Wednesday, July 22, 2009

Great big sign finally.

After over two years in Sedona and not having a clue what I was doing here and no life what so ever opening up for me here ever . . . and wanting to go but that not either appearing to be possible, for all this time. I had wondered if I was not supposed to be here for whatever reason. I doubted that we were in fact ever going to leave.



I have not connected with any community, no activities, made no friends, have done really nothing, no sightseeing, hiking or exploring, just working or resting deeply. I haven't even bought one souvenir.
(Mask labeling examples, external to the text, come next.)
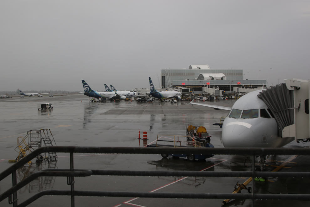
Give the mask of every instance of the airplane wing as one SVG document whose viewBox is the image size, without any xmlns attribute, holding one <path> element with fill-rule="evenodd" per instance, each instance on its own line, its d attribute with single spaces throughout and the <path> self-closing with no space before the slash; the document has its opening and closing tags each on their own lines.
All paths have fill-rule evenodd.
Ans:
<svg viewBox="0 0 310 207">
<path fill-rule="evenodd" d="M 194 102 L 194 99 L 193 99 L 192 101 L 190 103 L 191 104 L 194 104 L 196 105 L 199 105 L 199 106 L 206 106 L 207 107 L 210 107 L 213 108 L 214 109 L 216 110 L 219 110 L 221 109 L 222 109 L 223 110 L 226 110 L 226 111 L 230 111 L 231 109 L 231 108 L 230 108 L 228 107 L 225 107 L 225 106 L 215 106 L 215 105 L 212 105 L 209 104 L 198 104 L 198 103 L 196 103 L 196 102 Z"/>
</svg>

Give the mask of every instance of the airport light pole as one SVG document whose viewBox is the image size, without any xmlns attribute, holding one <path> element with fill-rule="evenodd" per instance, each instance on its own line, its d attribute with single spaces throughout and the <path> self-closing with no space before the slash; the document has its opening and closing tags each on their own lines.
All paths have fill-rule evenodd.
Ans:
<svg viewBox="0 0 310 207">
<path fill-rule="evenodd" d="M 269 80 L 269 74 L 270 73 L 270 70 L 271 69 L 272 69 L 272 68 L 271 67 L 270 69 L 269 69 L 269 72 L 268 73 L 268 78 L 267 78 L 267 86 L 268 86 L 268 80 Z"/>
<path fill-rule="evenodd" d="M 229 68 L 230 69 L 230 77 L 231 77 L 231 69 L 233 68 L 233 67 L 230 67 Z M 230 92 L 231 93 L 231 80 L 230 80 Z"/>
</svg>

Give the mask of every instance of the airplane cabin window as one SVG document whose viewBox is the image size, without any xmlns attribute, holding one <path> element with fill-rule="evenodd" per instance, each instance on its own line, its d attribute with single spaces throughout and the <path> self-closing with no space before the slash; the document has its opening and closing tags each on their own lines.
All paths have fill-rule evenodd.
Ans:
<svg viewBox="0 0 310 207">
<path fill-rule="evenodd" d="M 258 109 L 250 109 L 243 110 L 241 118 L 242 119 L 251 119 L 258 117 Z"/>
<path fill-rule="evenodd" d="M 231 110 L 231 112 L 230 112 L 229 117 L 232 118 L 239 118 L 240 117 L 240 114 L 241 114 L 241 110 L 234 109 Z"/>
<path fill-rule="evenodd" d="M 271 113 L 271 110 L 269 109 L 267 109 L 267 110 L 268 111 L 268 112 L 269 112 L 269 113 L 270 114 L 270 115 L 271 115 L 271 117 L 274 119 L 275 116 L 274 116 L 273 114 Z"/>
<path fill-rule="evenodd" d="M 309 99 L 306 99 L 305 101 L 305 112 L 307 114 L 309 114 Z"/>
<path fill-rule="evenodd" d="M 265 109 L 261 109 L 261 117 L 263 118 L 267 118 L 267 119 L 270 119 L 271 118 L 268 114 L 267 111 Z"/>
</svg>

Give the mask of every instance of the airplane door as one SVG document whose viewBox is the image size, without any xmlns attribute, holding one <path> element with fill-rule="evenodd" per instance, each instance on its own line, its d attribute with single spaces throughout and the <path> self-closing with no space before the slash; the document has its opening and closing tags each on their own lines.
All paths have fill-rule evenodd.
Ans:
<svg viewBox="0 0 310 207">
<path fill-rule="evenodd" d="M 261 143 L 265 143 L 267 141 L 267 135 L 263 135 L 261 136 Z"/>
</svg>

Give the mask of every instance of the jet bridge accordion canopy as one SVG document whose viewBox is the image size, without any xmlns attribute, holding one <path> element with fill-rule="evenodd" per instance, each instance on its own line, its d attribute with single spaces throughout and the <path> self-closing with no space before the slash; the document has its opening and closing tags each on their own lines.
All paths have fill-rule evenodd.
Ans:
<svg viewBox="0 0 310 207">
<path fill-rule="evenodd" d="M 257 95 L 271 110 L 278 124 L 279 135 L 286 126 L 294 124 L 294 91 L 285 83 L 263 90 Z"/>
</svg>

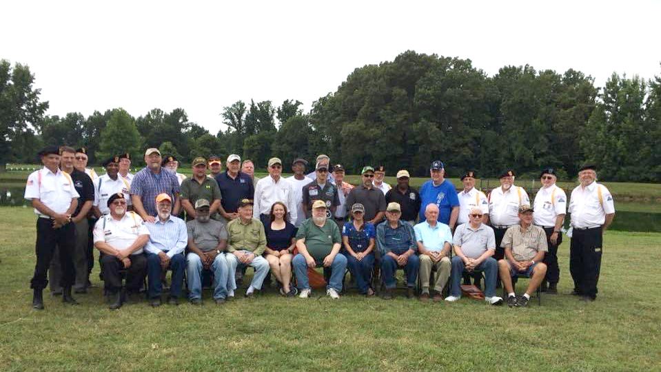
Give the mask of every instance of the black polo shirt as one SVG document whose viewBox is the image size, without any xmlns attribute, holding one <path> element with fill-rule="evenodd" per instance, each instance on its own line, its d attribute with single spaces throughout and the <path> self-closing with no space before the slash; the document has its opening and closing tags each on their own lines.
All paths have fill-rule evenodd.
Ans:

I have really not tapped into this town what so ever, not at all. (The mountains, yes, the town, no.) And I was wondering.
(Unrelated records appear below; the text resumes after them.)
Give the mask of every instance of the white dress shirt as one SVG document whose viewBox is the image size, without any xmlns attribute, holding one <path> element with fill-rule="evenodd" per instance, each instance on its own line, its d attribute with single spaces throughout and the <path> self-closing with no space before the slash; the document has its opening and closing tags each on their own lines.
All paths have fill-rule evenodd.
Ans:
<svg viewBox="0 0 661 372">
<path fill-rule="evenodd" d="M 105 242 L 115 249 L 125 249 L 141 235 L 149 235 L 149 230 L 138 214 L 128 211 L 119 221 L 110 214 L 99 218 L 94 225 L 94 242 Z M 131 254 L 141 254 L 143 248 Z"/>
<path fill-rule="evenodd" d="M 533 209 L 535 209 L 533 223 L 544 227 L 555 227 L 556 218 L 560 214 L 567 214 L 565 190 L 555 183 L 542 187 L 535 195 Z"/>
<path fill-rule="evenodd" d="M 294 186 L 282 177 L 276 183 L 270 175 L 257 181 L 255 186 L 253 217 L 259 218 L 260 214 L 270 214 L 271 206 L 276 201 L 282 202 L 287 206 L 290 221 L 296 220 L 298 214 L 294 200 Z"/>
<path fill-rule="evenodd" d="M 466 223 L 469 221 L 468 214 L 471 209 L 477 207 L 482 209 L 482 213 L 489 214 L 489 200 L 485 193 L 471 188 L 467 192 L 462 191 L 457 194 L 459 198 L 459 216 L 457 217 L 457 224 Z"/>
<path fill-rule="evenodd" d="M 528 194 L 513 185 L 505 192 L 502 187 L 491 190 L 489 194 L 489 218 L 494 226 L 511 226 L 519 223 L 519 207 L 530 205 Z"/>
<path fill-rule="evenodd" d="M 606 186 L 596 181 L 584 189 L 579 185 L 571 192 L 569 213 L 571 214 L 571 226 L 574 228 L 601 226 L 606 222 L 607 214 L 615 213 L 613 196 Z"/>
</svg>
So, recently we reconnected with some people who I felt would be our connection into the Sedona scene. I felt this could be the opening into us having something to do with this place and it's inhabitants. So we were going to get together with these new people . . . and each day they canceled with us and resceduled for the next day. Day after day. Now a week has gone by and we have not seen them still.

So, today I realize that we are actually not going to connect or work together and probably we are finally leaving this hole and that my life is waiting for me somewhere else and that as soon as I get there I will have a real life. Can't wait to go. Now I feel really released from here. Just a great sign that we are not connected in any way to this place. Just passing through, like we first planned and we are still on our journey.

It's been restful and tranquil bordering on intense boredom. But now, there is nothing in my mind that tells me that maybe we are supposed to do something here. I'm telling you. This place is boring. And goodbye.